File type identification using libmagic

Project description

python-magic

PyPI version Build Status

python-magic is a Python interface to the libmagic file type identification library. libmagic identifies file types by checking their headers according to a predefined list of file types. This functionality is exposed to the command line by the Unix command file.

Usage

>>> import magic
>>> magic.from_file("testdata/test.pdf")
'PDF document, version 1.2'
# recommend using at least the first 2048 bytes, as less can produce incorrect identification
>>> magic.from_buffer(open("testdata/test.pdf").read(2048)) 
'PDF document, version 1.2'
>>> magic.from_file("testdata/test.pdf", mime=True)
'application/pdf'

There is also a Magic class that provides more direct control, including overriding the magic database file and turning on character encoding detection.
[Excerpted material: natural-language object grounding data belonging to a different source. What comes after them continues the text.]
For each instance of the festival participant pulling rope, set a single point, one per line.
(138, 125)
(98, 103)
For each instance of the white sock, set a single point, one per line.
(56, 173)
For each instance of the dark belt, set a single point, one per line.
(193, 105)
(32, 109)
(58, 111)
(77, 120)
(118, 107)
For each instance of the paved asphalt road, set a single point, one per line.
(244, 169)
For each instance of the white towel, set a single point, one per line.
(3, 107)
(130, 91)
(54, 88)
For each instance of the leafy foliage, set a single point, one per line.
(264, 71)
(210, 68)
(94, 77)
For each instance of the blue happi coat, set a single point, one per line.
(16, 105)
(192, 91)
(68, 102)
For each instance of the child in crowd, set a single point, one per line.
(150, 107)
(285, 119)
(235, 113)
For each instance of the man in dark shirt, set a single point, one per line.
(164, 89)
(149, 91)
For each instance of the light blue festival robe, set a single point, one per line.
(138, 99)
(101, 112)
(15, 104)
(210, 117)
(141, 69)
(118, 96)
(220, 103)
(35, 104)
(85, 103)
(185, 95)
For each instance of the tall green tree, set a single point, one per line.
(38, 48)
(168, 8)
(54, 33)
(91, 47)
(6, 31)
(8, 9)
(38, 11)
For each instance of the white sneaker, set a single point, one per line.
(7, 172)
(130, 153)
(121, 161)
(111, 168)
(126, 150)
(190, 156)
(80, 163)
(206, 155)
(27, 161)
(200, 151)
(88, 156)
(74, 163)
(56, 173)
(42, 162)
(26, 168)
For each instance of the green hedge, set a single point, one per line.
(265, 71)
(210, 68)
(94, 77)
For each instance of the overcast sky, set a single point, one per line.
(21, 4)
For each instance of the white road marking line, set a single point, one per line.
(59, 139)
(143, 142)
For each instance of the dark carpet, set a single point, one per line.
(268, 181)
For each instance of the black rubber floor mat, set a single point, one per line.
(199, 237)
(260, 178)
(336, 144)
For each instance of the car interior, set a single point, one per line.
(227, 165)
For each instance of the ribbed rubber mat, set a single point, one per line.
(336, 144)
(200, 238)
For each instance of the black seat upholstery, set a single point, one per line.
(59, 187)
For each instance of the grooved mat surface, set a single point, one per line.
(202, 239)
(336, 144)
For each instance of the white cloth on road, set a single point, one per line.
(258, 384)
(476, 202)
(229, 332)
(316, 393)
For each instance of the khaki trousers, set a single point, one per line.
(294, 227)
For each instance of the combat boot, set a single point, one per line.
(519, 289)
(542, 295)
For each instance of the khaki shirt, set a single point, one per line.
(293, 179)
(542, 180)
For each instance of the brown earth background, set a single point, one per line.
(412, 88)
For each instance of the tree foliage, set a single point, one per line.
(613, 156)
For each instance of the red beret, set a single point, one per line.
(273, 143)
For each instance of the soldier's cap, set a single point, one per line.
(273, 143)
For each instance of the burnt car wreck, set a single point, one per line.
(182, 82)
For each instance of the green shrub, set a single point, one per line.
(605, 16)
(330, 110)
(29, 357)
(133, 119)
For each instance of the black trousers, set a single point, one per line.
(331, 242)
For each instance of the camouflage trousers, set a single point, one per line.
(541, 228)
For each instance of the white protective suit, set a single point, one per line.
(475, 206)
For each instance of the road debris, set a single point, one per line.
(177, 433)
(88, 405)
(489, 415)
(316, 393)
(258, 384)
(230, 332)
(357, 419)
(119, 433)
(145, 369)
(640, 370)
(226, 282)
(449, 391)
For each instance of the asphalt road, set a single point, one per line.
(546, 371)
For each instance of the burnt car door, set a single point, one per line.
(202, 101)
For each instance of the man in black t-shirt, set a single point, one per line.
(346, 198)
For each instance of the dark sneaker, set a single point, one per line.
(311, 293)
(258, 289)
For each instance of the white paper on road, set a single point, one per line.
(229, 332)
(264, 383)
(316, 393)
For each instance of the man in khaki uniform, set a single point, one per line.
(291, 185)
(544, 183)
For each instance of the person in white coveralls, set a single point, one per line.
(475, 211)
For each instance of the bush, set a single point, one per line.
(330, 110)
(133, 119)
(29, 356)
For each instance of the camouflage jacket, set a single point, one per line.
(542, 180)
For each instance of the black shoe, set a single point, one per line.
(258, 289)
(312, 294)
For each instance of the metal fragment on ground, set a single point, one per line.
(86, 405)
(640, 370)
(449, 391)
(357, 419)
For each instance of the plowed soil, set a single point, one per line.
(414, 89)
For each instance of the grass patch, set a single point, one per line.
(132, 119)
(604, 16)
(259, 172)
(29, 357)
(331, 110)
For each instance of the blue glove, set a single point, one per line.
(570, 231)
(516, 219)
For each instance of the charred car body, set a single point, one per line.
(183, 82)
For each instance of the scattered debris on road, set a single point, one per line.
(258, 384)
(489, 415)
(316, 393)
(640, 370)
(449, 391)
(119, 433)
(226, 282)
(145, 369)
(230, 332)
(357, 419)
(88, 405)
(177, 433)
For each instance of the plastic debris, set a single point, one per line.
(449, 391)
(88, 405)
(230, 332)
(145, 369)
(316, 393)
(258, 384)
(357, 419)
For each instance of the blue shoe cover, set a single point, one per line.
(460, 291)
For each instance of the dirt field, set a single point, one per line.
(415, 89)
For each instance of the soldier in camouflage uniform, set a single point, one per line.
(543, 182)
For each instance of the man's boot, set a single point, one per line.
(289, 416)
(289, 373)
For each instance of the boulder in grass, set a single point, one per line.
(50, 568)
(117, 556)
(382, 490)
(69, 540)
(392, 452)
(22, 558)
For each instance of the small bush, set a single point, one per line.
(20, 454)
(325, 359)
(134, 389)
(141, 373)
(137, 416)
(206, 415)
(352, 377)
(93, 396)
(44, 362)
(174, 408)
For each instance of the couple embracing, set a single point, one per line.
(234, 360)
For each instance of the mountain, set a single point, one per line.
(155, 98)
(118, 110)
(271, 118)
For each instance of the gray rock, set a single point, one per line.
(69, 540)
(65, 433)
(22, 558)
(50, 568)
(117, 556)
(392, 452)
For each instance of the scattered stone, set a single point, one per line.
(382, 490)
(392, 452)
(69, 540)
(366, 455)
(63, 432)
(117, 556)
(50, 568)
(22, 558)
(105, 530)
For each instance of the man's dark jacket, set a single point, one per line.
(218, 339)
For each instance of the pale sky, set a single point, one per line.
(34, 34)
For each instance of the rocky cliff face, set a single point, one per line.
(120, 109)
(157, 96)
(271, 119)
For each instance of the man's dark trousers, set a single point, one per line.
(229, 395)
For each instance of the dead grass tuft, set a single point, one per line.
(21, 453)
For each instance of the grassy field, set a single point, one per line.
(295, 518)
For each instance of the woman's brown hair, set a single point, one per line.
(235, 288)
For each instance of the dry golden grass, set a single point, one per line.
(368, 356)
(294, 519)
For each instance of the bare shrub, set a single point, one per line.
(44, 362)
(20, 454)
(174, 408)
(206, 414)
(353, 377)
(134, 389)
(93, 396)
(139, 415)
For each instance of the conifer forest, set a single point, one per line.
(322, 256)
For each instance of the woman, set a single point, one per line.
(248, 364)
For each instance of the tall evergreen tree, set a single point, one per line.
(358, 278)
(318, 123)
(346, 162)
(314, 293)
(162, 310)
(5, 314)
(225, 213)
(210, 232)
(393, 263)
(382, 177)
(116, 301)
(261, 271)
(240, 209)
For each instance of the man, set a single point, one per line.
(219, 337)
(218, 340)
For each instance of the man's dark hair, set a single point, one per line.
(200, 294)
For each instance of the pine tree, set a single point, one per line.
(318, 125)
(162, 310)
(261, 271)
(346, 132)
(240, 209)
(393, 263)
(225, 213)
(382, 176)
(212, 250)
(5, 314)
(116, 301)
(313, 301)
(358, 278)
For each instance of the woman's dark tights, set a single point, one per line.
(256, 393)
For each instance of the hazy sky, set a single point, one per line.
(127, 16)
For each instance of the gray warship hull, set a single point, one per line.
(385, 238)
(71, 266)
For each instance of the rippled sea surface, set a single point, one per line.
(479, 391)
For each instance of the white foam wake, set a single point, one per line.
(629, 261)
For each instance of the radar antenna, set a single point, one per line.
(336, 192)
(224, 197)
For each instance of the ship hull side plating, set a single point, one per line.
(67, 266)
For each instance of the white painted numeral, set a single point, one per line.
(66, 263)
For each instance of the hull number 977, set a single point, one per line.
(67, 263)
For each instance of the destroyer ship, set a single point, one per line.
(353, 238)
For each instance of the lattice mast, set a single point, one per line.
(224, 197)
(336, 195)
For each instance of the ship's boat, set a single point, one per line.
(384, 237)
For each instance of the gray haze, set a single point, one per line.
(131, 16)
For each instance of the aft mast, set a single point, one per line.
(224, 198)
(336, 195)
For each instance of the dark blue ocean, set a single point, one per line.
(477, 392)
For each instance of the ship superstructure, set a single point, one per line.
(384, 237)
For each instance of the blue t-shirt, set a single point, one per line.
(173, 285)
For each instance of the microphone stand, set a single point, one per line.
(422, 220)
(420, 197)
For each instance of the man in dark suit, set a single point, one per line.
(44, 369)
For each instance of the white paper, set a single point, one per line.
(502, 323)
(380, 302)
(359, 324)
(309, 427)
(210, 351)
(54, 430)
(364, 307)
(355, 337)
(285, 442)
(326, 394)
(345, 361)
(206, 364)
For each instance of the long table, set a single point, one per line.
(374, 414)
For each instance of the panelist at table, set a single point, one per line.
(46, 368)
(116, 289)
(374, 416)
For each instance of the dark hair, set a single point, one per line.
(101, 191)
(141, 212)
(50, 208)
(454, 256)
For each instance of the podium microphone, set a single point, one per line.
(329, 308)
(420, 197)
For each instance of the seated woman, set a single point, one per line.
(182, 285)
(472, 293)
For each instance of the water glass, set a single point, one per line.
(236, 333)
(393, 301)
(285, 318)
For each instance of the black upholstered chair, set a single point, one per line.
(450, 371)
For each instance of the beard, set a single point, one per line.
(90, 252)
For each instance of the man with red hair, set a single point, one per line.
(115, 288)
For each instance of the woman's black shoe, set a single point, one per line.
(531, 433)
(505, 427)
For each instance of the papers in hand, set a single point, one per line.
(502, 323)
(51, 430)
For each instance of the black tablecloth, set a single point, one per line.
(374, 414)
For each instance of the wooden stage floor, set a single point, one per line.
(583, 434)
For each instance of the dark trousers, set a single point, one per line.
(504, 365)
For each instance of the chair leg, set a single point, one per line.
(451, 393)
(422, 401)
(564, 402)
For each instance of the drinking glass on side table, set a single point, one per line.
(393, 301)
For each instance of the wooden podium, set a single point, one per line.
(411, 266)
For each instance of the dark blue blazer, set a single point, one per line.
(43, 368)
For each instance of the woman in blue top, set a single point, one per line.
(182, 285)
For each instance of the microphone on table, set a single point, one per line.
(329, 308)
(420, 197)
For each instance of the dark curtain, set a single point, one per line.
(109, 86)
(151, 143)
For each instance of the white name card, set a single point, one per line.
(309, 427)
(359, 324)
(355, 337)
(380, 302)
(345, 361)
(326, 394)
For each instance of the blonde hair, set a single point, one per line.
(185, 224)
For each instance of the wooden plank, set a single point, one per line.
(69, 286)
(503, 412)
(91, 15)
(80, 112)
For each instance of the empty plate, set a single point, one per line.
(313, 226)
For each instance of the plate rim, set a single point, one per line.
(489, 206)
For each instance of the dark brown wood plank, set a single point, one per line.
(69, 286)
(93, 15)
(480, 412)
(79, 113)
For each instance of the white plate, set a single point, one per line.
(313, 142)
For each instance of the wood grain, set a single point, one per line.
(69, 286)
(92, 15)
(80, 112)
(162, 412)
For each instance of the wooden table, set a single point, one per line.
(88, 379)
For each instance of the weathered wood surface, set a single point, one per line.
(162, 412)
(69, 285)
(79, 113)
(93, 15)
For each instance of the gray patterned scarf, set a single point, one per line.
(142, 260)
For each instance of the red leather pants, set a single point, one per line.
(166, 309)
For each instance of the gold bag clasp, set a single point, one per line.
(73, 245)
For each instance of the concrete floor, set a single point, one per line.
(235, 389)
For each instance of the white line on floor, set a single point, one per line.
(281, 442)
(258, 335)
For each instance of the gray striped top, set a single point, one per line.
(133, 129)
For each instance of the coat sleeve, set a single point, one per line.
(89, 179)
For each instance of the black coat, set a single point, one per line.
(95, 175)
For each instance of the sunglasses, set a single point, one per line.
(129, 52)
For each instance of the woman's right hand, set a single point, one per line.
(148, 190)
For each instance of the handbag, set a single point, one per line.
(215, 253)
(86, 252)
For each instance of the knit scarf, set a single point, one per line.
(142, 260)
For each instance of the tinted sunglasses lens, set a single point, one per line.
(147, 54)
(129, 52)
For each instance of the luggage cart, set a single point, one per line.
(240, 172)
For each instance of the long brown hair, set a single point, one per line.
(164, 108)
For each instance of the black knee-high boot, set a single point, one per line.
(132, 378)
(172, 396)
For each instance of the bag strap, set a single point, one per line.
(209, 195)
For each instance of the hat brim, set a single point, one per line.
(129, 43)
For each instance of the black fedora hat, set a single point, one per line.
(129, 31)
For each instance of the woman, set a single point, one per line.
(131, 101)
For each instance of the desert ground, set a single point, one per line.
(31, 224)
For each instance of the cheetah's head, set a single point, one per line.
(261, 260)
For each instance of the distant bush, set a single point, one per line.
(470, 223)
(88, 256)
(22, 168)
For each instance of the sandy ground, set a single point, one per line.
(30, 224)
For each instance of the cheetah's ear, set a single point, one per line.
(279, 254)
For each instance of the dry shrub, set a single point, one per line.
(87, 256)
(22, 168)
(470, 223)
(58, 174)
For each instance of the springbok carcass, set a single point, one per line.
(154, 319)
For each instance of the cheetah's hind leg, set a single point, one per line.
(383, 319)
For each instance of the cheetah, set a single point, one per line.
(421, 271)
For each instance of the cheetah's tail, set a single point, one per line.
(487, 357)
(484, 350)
This is not recommended for general use. In particular, it's not safe for sharing across multiple threads and will fail throw if this is attempted.

>>> f = magic.Magic(uncompress=True)
>>> f.from_file('testdata/test.gz')
'ASCII text (gzip compressed data, was "test", last modified: Sat Jun 28
21:32:52 2008, from Unix)'

You can also combine the flag options:

>>> f = magic.Magic(mime=True, uncompress=True)
>>> f.from_file('testdata/test.gz')
'text/plain'

Installation

The current stable version of python-magic is available on PyPI and can be installed by running pip install python-magic.

Other sources:

This module is a simple wrapper around the libmagic C library, and that must be installed as well:

Debian/Ubuntu

$ sudo apt-get install libmagic1

Windows

You'll need DLLs for libmagic. @julian-r has uploaded a version of this project that includes binaries to PyPI: https://pypi.python.org/pypi/python-magic-bin/0.4.14

Other sources of the libraries in the past have been File for Windows . You will need to copy the file magic out of [binary-zip]\share\misc, and pass its location to Magic(magic_file=...).

If you are using a 64-bit build of python, you'll need 64-bit libmagic binaries which can be found here: https://github.com/pidydx/libmagicwin64. Newer version can be found here: https://github.com/nscaife/file-windows.

OSX

  • When using Homebrew: brew install libmagic
  • When using macports: port install file

Troubleshooting

  • 'MagicException: could not find any magic files!': some installations of libmagic do not correctly point to their magic database file. Try specifying the path to the file explicitly in the constructor: magic.Magic(magic_file="path_to_magic_file").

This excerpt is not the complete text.